# CitiBank May Lose 700 bil Govt Contract



## RedLion (Sep 23, 2015)

Over the 2nd amendment infringement. This is a smart move and one that the Trump admin needs to get behind.



> Sixteen Republican congressmen are asking the General Services Administration (GSA) to reevaluate a $700 billion contract with Citibank as a result of the the financial institution's "anti-Second Amendment policies."
> 
> The congressmen, led by Indiana Rep. Todd Rokita, sent a letter to GSA Administrator Emily Murphy on Wednesday, asking her to terminate the contract in response to Citibank's March announcement restricting its clients participation in gun sales.

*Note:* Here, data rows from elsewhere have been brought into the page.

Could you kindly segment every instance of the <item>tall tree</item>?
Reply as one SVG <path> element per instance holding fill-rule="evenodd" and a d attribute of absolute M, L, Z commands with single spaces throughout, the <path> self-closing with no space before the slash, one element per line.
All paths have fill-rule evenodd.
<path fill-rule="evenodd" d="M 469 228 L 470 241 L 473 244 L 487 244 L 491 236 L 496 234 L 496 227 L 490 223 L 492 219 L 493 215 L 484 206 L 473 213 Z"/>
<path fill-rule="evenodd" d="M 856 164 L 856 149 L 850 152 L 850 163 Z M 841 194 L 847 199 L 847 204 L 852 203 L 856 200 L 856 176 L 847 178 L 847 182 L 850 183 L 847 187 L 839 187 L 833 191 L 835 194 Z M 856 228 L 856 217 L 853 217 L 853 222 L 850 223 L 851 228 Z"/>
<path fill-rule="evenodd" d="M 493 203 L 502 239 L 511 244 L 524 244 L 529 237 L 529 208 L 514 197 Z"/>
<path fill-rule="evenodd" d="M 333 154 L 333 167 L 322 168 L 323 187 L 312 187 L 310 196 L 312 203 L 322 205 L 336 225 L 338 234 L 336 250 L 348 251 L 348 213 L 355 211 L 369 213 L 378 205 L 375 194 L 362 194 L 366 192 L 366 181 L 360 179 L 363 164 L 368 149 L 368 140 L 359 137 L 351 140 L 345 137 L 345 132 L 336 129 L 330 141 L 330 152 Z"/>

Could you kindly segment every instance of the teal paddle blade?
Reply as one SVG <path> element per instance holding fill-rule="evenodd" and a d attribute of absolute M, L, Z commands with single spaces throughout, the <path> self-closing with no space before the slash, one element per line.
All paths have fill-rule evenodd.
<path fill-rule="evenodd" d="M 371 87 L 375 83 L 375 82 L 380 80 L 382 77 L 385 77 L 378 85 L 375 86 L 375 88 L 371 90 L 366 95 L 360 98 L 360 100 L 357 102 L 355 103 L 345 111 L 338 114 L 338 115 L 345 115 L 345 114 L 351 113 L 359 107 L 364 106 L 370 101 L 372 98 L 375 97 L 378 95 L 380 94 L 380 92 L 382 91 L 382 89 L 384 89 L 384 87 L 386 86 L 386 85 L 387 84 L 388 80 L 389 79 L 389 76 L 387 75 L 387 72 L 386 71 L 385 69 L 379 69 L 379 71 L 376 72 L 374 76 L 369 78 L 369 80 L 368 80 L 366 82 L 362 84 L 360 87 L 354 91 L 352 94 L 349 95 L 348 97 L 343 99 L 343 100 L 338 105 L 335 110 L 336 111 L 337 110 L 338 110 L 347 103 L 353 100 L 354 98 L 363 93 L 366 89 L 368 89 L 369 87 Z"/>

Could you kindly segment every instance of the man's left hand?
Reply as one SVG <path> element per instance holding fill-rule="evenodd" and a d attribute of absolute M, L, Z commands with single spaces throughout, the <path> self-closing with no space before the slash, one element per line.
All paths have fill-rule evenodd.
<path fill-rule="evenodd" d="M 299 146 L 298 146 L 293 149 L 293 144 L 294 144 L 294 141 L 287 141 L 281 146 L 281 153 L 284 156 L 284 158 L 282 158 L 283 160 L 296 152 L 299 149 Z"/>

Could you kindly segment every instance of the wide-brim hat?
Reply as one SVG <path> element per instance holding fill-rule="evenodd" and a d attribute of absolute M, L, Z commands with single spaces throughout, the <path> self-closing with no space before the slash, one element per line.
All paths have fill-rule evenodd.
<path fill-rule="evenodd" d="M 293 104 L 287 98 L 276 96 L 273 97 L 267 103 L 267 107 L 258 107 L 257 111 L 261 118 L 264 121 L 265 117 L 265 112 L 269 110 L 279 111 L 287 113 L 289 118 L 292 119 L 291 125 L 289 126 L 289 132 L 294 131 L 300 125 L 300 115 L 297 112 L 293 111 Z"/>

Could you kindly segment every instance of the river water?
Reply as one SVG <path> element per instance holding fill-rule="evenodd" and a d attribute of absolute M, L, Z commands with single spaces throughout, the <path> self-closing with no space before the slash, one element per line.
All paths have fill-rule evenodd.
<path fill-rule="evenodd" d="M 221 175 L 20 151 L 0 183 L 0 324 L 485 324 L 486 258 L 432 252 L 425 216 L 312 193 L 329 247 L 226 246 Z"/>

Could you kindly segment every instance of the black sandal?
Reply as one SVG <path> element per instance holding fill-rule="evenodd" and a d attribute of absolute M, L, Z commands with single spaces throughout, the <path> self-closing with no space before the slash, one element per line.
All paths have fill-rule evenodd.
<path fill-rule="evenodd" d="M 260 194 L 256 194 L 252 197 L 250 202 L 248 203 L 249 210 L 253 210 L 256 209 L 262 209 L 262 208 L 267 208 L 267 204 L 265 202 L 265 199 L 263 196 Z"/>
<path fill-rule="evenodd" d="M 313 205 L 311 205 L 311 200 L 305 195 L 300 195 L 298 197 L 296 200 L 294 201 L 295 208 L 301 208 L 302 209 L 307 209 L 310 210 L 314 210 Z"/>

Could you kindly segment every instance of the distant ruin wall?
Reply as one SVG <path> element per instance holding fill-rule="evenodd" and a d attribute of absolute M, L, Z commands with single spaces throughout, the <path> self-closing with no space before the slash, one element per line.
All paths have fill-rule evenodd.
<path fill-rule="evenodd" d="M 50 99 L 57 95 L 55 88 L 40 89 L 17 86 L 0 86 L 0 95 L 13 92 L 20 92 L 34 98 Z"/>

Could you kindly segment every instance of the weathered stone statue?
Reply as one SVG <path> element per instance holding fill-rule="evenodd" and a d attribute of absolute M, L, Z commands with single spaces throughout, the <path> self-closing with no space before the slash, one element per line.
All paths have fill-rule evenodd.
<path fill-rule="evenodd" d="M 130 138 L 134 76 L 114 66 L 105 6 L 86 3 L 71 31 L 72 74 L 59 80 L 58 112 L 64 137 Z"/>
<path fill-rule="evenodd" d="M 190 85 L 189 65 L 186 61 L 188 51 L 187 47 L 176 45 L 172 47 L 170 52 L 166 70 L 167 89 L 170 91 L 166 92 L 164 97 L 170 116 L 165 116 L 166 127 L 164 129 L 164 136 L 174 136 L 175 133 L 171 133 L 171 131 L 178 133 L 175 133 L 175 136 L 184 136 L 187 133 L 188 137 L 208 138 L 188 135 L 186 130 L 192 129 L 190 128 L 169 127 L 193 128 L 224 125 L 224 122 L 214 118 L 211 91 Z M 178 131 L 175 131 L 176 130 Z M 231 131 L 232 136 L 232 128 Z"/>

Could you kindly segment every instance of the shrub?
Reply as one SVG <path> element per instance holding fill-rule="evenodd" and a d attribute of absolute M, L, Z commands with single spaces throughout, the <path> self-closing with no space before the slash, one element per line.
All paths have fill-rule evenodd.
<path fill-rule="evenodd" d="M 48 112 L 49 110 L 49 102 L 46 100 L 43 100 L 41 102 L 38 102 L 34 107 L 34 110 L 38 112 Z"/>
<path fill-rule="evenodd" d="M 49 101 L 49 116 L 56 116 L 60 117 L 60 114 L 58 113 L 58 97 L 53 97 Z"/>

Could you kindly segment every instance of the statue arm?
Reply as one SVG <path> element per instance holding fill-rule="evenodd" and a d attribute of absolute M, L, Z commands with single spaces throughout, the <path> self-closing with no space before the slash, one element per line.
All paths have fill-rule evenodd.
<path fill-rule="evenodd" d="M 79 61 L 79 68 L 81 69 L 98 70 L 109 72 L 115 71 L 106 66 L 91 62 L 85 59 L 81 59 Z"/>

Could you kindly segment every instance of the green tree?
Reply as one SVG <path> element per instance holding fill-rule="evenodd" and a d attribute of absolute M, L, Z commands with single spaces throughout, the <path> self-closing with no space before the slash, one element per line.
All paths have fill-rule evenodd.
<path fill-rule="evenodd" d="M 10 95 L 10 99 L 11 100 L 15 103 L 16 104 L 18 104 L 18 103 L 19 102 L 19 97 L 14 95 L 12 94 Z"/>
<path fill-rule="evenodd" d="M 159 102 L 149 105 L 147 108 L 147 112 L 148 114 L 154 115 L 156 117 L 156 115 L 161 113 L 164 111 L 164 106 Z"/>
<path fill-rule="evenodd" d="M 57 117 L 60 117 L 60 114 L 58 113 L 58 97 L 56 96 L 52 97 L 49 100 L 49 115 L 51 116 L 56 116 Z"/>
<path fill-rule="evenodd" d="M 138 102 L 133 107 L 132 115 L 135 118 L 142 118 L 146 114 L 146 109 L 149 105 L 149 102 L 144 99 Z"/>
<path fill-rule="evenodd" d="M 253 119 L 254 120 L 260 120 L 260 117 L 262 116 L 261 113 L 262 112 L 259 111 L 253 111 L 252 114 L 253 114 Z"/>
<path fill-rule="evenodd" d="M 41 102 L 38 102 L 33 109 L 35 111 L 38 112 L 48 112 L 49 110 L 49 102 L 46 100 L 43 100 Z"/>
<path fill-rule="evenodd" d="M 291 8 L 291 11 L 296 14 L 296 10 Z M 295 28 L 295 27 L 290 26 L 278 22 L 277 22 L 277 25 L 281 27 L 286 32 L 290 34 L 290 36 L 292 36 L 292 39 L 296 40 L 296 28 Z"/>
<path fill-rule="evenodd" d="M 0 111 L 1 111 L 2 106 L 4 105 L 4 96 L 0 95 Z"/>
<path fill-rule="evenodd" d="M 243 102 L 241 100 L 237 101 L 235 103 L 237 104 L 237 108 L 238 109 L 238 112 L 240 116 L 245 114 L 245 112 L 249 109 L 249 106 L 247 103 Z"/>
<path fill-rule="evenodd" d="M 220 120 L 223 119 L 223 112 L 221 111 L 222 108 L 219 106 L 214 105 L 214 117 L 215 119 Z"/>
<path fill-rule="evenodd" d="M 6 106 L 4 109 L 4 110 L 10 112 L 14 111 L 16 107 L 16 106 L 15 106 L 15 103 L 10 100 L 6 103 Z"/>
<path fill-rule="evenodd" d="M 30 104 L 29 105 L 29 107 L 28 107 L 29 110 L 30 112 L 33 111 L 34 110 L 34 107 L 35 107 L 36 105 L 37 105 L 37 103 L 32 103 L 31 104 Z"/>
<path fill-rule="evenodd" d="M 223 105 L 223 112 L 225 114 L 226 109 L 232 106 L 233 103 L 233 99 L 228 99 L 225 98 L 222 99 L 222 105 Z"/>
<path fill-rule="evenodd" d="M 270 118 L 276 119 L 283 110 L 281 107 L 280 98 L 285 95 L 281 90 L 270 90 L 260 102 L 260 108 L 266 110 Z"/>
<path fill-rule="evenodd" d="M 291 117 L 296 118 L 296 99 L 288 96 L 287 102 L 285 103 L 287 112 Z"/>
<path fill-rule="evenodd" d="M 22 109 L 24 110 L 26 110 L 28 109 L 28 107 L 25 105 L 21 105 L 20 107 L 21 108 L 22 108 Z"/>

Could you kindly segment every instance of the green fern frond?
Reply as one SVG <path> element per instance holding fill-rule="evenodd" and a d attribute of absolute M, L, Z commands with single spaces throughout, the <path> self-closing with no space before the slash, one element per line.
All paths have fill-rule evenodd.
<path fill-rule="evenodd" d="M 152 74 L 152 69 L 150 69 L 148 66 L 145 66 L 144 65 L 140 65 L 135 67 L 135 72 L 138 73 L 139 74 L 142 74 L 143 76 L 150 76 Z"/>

Republicans Target Citibank's Gun Policy | The Daily Caller


----------



## rstanek (Nov 9, 2012)

It’s about time there was some pushback.....


----------



## Gunn (Jan 1, 2016)

I kicked them out. So should the government.


----------



## Camel923 (Aug 13, 2014)

[email protected] em and feed them fish. Small ones at that. I am tired of the left imposing penalties on those excerising free rights they disagree with. I would be sued if I did business that way along with government coming down on me.


----------



## rstanek (Nov 9, 2012)

A bakery gets sued for not baking a wedding cake for queers, because it’s considered discrimination, what would this [email protected]#t be called that the banks are doing?


----------



## MI.oldguy (Apr 18, 2013)




----------



## A Watchman (Sep 14, 2015)

Camel923 said:


> [email protected] em and feed them fish. Small ones at that.


Speaking of old sayings and their meanings ..... wonder where this one came from? Horny old fishermen?


----------



## preppermyA (Aug 19, 2017)

rstanek said:


> A bakery gets sued for not baking a wedding cake for queers, because it's considered discrimination, what would this [email protected]#t be called that the banks are doing?


I call it restraint of trade. Still waiting for the lawsuits to begin.
.
Kinda like what the Obummer people did with Operation Chokepoint.


----------